C.     Teori Belajar Kognitivisme
   Belajar seharusnya menjadi kegiatan yang tak terpisahkan dari kehidupan manusia. Belajar merupakan salah satu kebutuhan hidup manusia yang paling penting dalam upaya mempertahankan hidup dan mengembangkan diri. Dalam dunia pendidikan belajar merupakan aktivitas pokok dalam penyelenggaraan proses belajar-mengajar. Melalui belajar seseorang dapat memahami sesuatu konsep yang baru, dan atau mengalami perubahan tingkah laku, sikap, dan ketrampilan.
     Menurut teori belajar kognitif pada dasarnya setiap orang dalam bertingkah laku dan mengerjakan segala sesuatu senantiasa dipengaruhi oleh tingkat-tingkat perkembangan dan pemahamannya atas dirinya sendiri. Setiap orang memiliki kepercayaan, ide-ide dan prinsip yang dipilih untuk kepentingan dirinya.

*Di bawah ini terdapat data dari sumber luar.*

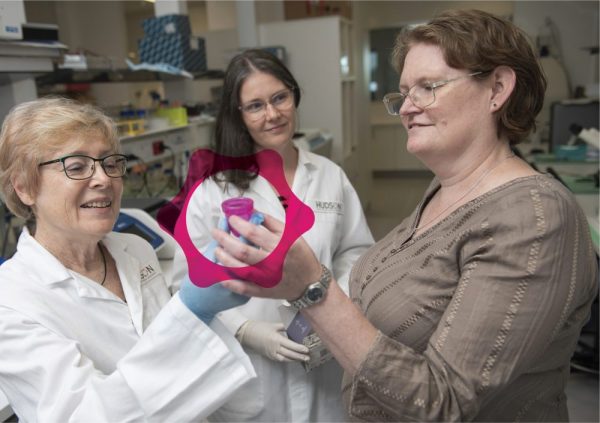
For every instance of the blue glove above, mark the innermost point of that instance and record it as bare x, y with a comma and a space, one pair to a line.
205, 303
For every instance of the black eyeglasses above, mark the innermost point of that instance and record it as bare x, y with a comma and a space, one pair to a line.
78, 166
255, 110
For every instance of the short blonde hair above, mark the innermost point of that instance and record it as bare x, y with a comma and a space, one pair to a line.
34, 130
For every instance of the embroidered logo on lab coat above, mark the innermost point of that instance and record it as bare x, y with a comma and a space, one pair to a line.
322, 206
147, 273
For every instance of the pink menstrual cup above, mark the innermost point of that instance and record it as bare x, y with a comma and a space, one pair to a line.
239, 206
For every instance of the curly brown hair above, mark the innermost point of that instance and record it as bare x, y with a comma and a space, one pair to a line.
479, 41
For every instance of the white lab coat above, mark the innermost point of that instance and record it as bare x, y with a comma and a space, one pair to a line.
283, 391
70, 350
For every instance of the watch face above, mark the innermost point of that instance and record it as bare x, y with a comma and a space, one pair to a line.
314, 294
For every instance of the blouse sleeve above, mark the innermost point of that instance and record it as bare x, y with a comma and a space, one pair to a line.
527, 278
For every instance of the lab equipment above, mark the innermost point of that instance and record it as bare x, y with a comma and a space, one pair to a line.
565, 114
238, 206
12, 16
140, 223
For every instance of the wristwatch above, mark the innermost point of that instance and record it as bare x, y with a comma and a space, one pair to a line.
315, 292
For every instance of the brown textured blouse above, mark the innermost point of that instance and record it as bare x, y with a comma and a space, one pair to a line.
480, 314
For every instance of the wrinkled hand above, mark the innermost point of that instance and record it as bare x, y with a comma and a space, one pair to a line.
300, 268
205, 303
270, 340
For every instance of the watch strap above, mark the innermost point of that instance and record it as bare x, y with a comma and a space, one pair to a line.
304, 300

   Teori kognitif berasal dari teori kognitif dan teori psikologi. Aspek kognitif mempersoalkan bagaimana seseorang memperoleh pemahaman mengenai dirinya dan lingkungannya dan bagaimana ia berhubungan dengan lingkungan secara sadar. Sedangkan aspek psikologis membahas masalah hubungan atau interaksi antara orang dan lingkungan psikologisnya secara bersamaan. Psikologi kognitif menekankan pada penting proses internal atau proses-proses mental. Menurut teori belajar kognitif, belajar merupakan proses-proses internal yang tidak dapat diamati secara langsung.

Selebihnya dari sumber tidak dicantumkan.